Donde as palavras de São Paulo: “Marchai sob o impulso do Espírito e não satisfareis o que a carne deseja”(Gl 5,16). É o viver em função do Espírito da Verdade (Gl 5,25). Trata de maravilhoso sistema de posicionamento global, o melhor GPS, porque o cristão se deixa guiar pelo Espírito Santo! O que Jesus pede então é que se empregue sempre este GPS, pois ele roga ao Pai que envie o Espírito da Verdade. Este transfigura os corações, ilumina as inteligência, guia com precisão até a Casa do Pai

Condições para estar em união com Deus

Em primeiro lugar é viver intensamente o que se reza na oração ensinada por Jesus: “Seja feita a vossa vontade”. Trata-se de um posicionamento imprescindível para o cristão existir em função de Deus. 

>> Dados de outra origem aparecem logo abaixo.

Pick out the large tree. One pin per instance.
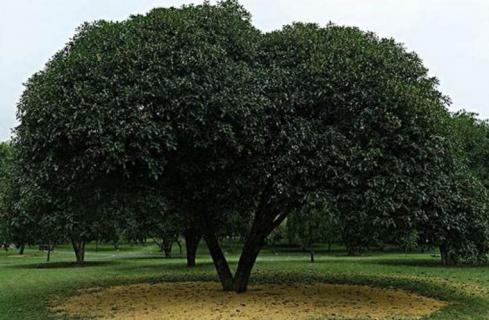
(197, 105)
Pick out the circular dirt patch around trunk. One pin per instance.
(206, 301)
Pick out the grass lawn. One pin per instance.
(28, 284)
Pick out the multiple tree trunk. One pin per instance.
(266, 219)
(79, 248)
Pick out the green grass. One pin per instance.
(27, 284)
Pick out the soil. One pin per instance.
(206, 301)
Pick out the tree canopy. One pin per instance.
(198, 107)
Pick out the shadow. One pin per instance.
(424, 263)
(64, 265)
(151, 257)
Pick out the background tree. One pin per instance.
(6, 158)
(316, 223)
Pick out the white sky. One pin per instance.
(451, 36)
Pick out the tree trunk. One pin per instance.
(447, 257)
(48, 256)
(167, 246)
(247, 260)
(192, 239)
(79, 248)
(220, 261)
(311, 253)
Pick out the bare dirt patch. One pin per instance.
(206, 301)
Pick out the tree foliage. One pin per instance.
(196, 107)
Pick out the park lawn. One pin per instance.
(28, 285)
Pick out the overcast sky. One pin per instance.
(451, 36)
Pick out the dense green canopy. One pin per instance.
(199, 107)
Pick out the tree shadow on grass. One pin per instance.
(424, 263)
(65, 265)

É  deixar nas mãos divinas o que se faz ou se realizará. Tudo entregando aos desígnios da Providência do Criador. Para isto  cumpre invocar sempre as luzes celestiais, dado que ninguém sabe por si mesmo o que é melhor em vista à salvação eterna. A sabedoria do Senhor é, evidentemente, superior à do ser criado, finito, contingente

 É necessária então a prece bíblica: “Mostra-me o caminho que devo trilhar” (Sl 145,8). Em segundo lugar o fiel precisa se doar inteiramente ao Ser Supremo. É daí que resulta a imperturbabilidade, a serenidade de acordo como que falou Davi:  “Nada te irrite, porque  daí só resulta o mal” (Sl 36,8). Acontecimento algum perturba quem se entrega a Deus, dado que imediatamente transforma os espinhos deste exílio terreno em pérolas para a eternidade. Repete com o salmista: “Porque te desolas, ó minha alma, e de fremes dentro de mim? Espera em Deus. 
De novo eu darei graças. Ele é o meu salvador e meu Deus” (Sl 41,6). É a confiança total e o descanso no Senhor: “Volta, minha alma, ao teu repouso, porque o Senhor te favoreceu” (Sl  116,7). Fica, deste modo, banida qualquer agitação, qualquer temor. 

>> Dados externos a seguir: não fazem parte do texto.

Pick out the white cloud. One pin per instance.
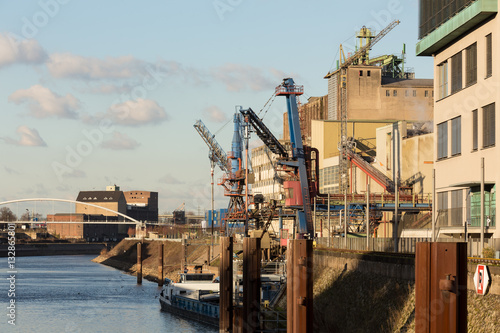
(67, 65)
(14, 51)
(213, 113)
(169, 179)
(76, 174)
(28, 137)
(44, 103)
(120, 141)
(238, 77)
(135, 113)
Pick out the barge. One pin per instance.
(196, 297)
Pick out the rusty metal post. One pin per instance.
(160, 265)
(299, 287)
(441, 287)
(251, 284)
(226, 285)
(139, 264)
(290, 285)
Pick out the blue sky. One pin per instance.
(94, 93)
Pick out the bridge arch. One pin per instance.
(72, 201)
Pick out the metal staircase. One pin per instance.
(375, 174)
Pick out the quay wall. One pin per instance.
(53, 249)
(400, 266)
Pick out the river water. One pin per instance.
(73, 294)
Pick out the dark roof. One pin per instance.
(100, 196)
(409, 83)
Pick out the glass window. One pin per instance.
(456, 72)
(456, 135)
(471, 65)
(457, 208)
(442, 140)
(474, 130)
(489, 125)
(489, 61)
(443, 80)
(442, 209)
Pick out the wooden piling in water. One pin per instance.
(139, 264)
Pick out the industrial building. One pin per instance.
(88, 232)
(463, 38)
(139, 205)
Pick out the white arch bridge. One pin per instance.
(129, 219)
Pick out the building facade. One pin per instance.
(463, 37)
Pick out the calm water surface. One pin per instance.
(73, 294)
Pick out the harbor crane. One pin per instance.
(360, 57)
(299, 186)
(231, 165)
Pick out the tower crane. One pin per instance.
(360, 57)
(297, 165)
(231, 165)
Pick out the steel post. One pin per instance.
(368, 215)
(329, 226)
(482, 206)
(252, 255)
(346, 214)
(441, 287)
(160, 264)
(299, 287)
(226, 285)
(433, 238)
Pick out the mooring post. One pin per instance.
(299, 287)
(139, 264)
(160, 265)
(441, 287)
(226, 285)
(252, 255)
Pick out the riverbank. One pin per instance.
(53, 249)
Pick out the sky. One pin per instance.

 Além disto,  é preciso não desejar concretizar grandes feitos espirituais.  No cotidiano, nas mais pequeninas ações feitas com capricho é que se encontra a maneira mais luminosa de agradar a Deus. Esta atitude é fruto da humildade e do bom senso, do afastamento da presunção. Jesus ensinou claramente, “Quem é fiel nas coisas mínimas, é fiel também nas grandes” (Lc 15,10). 

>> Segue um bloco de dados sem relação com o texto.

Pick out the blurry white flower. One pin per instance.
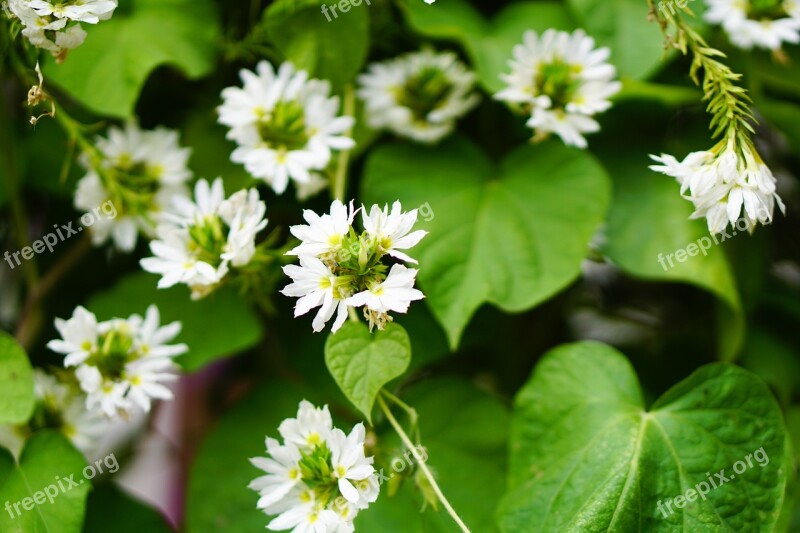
(140, 172)
(127, 362)
(56, 26)
(59, 406)
(562, 80)
(724, 187)
(319, 478)
(757, 23)
(418, 95)
(285, 125)
(200, 241)
(340, 268)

Um grau mais elevado de santidade Deus o permitirá se Ele vir que aquela alma está disposta a tanto. Os notáveis feitos dos santos devem ser admirados, mas nem sempre podem ser imitados. Adite-se ser preciso com a graça divina vencer ininterruptamente o amor próprio. Este leva a se comprazer nas realidades terrenas, transitórias, e conduz ao comodismo e a uma quietude condenável. Muitas vezes leva ao naufrágio espiritual porque são procuradas consolações. Por vezes, há até uma revolta intempestiva contras os erros, as fraquezas. Esquece-se que somente Deus é perfeito. Está no salmo: “Se levardes em conta nossas faltas, Senhor, quem poderá subsistir? Mas em vós se encontra o perdão: eu confio e nada temo.” (Sl 129/130, 3-4). 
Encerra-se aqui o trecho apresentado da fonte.